Five years ago, in my junior year studying Game Design at The College of Amsterdam, Netherlands, I had the opportunity to play American football at Reedley College in California. I did not want to miss out on this once-in-a-lifetime opportunity and packed my bags. After my first year, I reached the conclusion that football was not the right career for me and I discovered ceramics. My first ceramics course opened my eyes and made me determined to become an artist.
My work is a celebration of love and cross-cultural identity through ornamentation and figuration. My work consists of a range of abstracted or stylized fragments that celebrate identity through sculptural form. Formally, I am interested in abstract organic shapes, but at the same time, I have a love for the tight forms of Dutch classical architecture that I grew up in. I believe that glazed surfaces have something dreamy about them as they create an extra layer that is changeable and feels impermanent.
Material transformation of malleable clay plays a big role in my practice. In my studio, I enjoy quickly moving around and being physically interactive. This originates from my internal athlete. The relationship of my physicality to my work and the active way of working feels familiar to me.

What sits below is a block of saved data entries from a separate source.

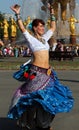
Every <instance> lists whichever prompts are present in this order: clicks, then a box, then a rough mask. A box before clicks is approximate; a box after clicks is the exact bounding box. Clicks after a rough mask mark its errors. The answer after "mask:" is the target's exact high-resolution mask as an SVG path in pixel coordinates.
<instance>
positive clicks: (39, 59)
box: [33, 23, 49, 68]
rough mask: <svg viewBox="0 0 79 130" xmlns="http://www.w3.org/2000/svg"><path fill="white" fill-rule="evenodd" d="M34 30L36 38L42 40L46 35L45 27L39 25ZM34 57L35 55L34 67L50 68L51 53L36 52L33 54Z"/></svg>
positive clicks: (46, 52)
mask: <svg viewBox="0 0 79 130" xmlns="http://www.w3.org/2000/svg"><path fill="white" fill-rule="evenodd" d="M34 30H35V35H36V37H38V38H41V36H42V35H43V34H44V31H45V28H44V25H42V24H41V23H39V25H38V26H37V27H34ZM33 55H34V60H33V64H34V65H37V66H40V67H43V68H49V53H48V51H47V50H41V51H36V52H34V53H33Z"/></svg>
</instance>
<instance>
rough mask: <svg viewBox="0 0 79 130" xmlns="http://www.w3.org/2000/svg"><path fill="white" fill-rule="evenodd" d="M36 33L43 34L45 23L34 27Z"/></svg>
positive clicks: (40, 34) (35, 32) (34, 29)
mask: <svg viewBox="0 0 79 130" xmlns="http://www.w3.org/2000/svg"><path fill="white" fill-rule="evenodd" d="M34 30H35V33H36V34H38V35H40V36H41V35H43V34H44V25H43V24H41V23H39V24H38V26H37V27H34Z"/></svg>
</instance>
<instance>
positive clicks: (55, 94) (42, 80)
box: [8, 65, 74, 119]
mask: <svg viewBox="0 0 79 130" xmlns="http://www.w3.org/2000/svg"><path fill="white" fill-rule="evenodd" d="M32 74H35V75H34V77H33V76H32V78H26V82H24V83H23V85H21V86H20V87H19V88H18V89H17V90H16V92H15V93H14V95H13V98H12V102H11V106H10V109H9V112H8V117H9V118H14V119H18V118H19V117H20V116H21V114H23V112H25V111H27V110H26V107H27V106H29V105H34V104H36V103H39V104H40V105H42V107H43V109H44V110H45V111H47V112H49V113H51V114H54V115H55V114H57V113H61V112H69V111H70V110H71V109H72V107H73V104H74V99H73V96H72V91H71V90H70V89H69V87H68V86H64V85H63V84H61V83H60V81H59V79H58V78H57V75H56V72H55V71H54V70H51V74H50V75H48V74H47V70H46V69H43V68H39V67H37V66H34V65H31V67H30V76H31V75H32ZM30 76H29V77H30Z"/></svg>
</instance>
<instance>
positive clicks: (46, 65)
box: [32, 50, 49, 69]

Aesthetically, I think about personal expression and style. Created with my personal tools, strands of hair are repetitively layered and distributed over the body-like shapes becoming one volume and surface that creates direction. Seduction, beauty, tension, tactility, and ideas of identity are constant subjects that I explore.

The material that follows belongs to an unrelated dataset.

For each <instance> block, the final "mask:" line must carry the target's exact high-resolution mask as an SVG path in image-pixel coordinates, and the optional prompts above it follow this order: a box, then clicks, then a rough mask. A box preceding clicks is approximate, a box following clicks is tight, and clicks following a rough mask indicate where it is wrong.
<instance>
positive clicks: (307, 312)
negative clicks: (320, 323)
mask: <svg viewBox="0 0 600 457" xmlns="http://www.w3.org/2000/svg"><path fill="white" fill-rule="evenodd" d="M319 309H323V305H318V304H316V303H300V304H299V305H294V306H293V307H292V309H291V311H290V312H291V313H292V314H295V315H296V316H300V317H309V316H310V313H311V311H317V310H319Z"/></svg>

Over the last few months, my work has become portraiture of my personal relationship. The driving qualities in my work are the story of my partner, an African American woman, and myself, a Dutchman. Generalized and stylized, I oscillate between the absolute belonging I feel when we are together and the external challenges we face in the current social-political culture that is both willing and unwilling (whether uncertain or hostile/fearful) to open to all of humankind. This work is the beginning for me and hopefully us.